Bei einem niedriggradigen Rektumkrebs weisen die Zellen, obwohl sie abnormal sind, eine Struktur auf, die den normalen Zellen ähnlicher ist. Diese Krebsarten wachsen im Allgemeinen langsamer und haben ein geringeres Metastasierungsrisiko.
Bei einem hochgradigen Rektumkrebs hingegen sind die Zellen deutlich von normalen Zellen differenziert und weisen eine anaplastischere Struktur auf. Hochgradige Krebse neigen im Allgemeinen dazu, schneller zu wachsen und haben eine höhere Wahrscheinlichkeit, sich im Vergleich zu niedriggradigen Krebsen in andere Körperbereiche auszubreiten (zu metastasieren).

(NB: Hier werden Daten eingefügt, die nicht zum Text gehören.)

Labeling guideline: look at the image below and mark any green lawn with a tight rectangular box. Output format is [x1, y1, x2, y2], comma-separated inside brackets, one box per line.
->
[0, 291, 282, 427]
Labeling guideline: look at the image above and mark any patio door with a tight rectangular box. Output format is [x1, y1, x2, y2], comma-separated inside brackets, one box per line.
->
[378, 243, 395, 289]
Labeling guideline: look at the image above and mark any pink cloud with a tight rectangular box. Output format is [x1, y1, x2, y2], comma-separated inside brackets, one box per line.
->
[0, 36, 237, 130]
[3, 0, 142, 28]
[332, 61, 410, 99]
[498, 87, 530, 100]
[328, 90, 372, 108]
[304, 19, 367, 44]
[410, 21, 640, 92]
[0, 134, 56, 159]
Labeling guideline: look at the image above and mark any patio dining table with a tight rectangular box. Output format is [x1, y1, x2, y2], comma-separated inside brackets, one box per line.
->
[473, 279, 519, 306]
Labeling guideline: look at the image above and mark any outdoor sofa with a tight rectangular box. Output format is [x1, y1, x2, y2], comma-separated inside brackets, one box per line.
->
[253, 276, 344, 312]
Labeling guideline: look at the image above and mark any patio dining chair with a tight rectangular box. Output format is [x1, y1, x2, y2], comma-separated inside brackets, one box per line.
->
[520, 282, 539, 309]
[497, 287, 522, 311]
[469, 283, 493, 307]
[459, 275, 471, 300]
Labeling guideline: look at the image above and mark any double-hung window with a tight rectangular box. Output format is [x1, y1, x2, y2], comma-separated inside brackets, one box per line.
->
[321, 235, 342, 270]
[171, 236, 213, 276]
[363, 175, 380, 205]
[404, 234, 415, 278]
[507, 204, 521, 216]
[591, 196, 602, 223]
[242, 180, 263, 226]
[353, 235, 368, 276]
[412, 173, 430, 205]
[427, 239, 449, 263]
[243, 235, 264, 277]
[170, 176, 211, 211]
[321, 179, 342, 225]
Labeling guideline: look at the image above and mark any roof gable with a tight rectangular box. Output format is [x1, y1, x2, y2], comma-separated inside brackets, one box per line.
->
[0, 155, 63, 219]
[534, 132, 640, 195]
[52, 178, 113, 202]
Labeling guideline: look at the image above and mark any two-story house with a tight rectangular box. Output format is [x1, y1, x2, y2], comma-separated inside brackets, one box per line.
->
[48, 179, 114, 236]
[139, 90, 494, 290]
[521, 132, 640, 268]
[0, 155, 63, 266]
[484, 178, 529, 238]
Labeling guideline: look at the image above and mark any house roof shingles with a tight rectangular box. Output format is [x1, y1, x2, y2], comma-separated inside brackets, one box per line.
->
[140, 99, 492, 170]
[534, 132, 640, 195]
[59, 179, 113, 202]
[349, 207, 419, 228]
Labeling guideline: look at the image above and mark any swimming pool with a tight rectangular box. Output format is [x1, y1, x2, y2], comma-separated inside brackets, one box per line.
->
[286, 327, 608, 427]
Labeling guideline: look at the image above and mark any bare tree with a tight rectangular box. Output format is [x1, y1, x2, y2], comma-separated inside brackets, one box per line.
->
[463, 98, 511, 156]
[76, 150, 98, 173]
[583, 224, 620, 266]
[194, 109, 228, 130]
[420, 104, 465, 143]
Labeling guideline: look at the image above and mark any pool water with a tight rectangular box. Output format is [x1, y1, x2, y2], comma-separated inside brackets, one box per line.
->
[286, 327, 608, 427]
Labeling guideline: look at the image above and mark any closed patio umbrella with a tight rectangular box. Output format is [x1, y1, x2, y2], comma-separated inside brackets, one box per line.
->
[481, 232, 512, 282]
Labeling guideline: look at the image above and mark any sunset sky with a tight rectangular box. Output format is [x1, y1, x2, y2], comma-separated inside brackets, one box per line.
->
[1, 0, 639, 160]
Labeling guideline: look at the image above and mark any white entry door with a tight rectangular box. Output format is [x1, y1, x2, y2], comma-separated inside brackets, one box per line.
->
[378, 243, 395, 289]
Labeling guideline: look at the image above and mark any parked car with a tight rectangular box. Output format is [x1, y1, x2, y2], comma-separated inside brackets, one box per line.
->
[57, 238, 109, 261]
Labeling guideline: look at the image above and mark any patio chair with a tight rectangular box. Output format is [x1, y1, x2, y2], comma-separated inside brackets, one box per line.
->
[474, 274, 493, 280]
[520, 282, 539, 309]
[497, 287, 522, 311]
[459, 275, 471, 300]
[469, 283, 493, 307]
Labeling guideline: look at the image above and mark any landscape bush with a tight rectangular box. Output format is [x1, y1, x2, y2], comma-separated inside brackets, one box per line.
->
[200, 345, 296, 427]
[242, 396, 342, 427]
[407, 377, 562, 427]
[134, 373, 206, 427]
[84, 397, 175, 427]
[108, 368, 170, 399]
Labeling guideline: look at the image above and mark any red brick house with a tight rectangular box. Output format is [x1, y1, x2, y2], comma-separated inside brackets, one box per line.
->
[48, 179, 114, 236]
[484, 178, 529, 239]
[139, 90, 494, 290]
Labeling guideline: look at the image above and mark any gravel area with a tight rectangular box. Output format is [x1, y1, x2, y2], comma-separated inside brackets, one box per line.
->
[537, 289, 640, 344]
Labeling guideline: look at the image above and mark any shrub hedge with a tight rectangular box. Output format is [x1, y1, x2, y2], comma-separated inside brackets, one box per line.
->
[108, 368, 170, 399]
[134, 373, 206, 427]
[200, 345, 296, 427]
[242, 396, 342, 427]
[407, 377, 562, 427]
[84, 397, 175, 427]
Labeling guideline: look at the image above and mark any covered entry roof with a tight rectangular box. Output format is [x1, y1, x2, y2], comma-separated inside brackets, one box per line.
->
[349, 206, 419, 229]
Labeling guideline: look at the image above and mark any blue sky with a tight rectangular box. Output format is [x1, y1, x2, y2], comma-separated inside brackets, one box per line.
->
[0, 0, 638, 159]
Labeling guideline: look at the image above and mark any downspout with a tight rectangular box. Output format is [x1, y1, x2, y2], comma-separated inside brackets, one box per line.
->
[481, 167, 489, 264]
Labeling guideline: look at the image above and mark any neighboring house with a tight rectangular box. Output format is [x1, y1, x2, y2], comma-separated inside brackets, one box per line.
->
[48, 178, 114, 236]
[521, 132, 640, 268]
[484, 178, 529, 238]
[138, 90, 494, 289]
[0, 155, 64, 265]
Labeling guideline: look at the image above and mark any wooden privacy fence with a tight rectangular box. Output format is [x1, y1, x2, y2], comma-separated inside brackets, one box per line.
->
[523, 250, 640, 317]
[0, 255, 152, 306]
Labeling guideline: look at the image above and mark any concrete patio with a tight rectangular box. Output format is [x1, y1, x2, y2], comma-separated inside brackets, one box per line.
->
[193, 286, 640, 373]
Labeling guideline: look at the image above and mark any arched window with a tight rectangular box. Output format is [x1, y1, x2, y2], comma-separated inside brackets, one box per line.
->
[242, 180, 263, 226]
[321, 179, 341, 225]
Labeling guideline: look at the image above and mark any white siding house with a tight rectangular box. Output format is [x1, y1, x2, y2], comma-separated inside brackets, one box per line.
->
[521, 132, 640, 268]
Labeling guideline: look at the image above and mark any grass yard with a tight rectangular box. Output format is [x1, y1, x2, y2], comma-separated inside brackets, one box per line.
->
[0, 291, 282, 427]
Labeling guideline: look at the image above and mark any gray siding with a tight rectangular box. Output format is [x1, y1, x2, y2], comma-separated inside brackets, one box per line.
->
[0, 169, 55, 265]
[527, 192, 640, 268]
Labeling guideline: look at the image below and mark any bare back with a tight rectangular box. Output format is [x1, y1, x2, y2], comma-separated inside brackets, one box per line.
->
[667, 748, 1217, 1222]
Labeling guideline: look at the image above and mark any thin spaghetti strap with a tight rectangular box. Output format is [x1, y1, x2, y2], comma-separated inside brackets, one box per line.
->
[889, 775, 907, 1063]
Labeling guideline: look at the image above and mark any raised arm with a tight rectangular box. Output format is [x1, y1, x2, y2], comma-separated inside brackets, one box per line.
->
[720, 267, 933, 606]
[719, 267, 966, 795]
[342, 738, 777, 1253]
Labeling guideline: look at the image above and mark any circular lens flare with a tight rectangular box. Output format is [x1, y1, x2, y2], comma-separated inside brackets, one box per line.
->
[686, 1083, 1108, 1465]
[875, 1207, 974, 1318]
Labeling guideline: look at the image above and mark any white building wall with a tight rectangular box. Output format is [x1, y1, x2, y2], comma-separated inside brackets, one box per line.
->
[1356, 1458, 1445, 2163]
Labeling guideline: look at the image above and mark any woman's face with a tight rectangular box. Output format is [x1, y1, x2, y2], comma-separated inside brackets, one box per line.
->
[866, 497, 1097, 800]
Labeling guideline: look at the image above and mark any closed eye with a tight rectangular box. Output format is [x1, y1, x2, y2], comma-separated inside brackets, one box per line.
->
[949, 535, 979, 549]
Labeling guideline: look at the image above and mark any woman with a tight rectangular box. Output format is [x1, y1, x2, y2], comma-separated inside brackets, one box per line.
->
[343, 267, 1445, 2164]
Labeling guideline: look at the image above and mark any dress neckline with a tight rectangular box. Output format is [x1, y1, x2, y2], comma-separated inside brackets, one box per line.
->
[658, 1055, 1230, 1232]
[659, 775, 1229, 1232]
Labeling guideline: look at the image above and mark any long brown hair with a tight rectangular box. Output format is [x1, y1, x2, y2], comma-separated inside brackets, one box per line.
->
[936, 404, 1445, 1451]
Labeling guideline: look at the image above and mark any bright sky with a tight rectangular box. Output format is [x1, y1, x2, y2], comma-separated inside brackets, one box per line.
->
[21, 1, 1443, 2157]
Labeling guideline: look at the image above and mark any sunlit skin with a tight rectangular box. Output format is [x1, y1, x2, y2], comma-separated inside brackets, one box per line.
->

Was sind die Stadien von Rektumkrebs?
Bei einem niedriggradigen Rektumkrebs weisen die Zellen, obwohl sie abnormal sind, eine Struktur auf, die den normalen Zellen ähnlicher ist. Diese Krebsarten wachsen im Allgemeinen langsamer und haben ein geringeres Metastasierungsrisiko.
Bei einem hochgradigen Rektumkrebs hingegen sind die Zellen deutlich von normalen Zellen differenziert und weisen eine anaplastischere Struktur auf. Hochgradige Krebse neigen im Allgemeinen dazu, schneller zu wachsen und haben eine höhere Wahrscheinlichkeit, sich im Vergleich zu niedriggradigen Krebsen in andere Körperbereiche auszubreiten (zu metastasieren).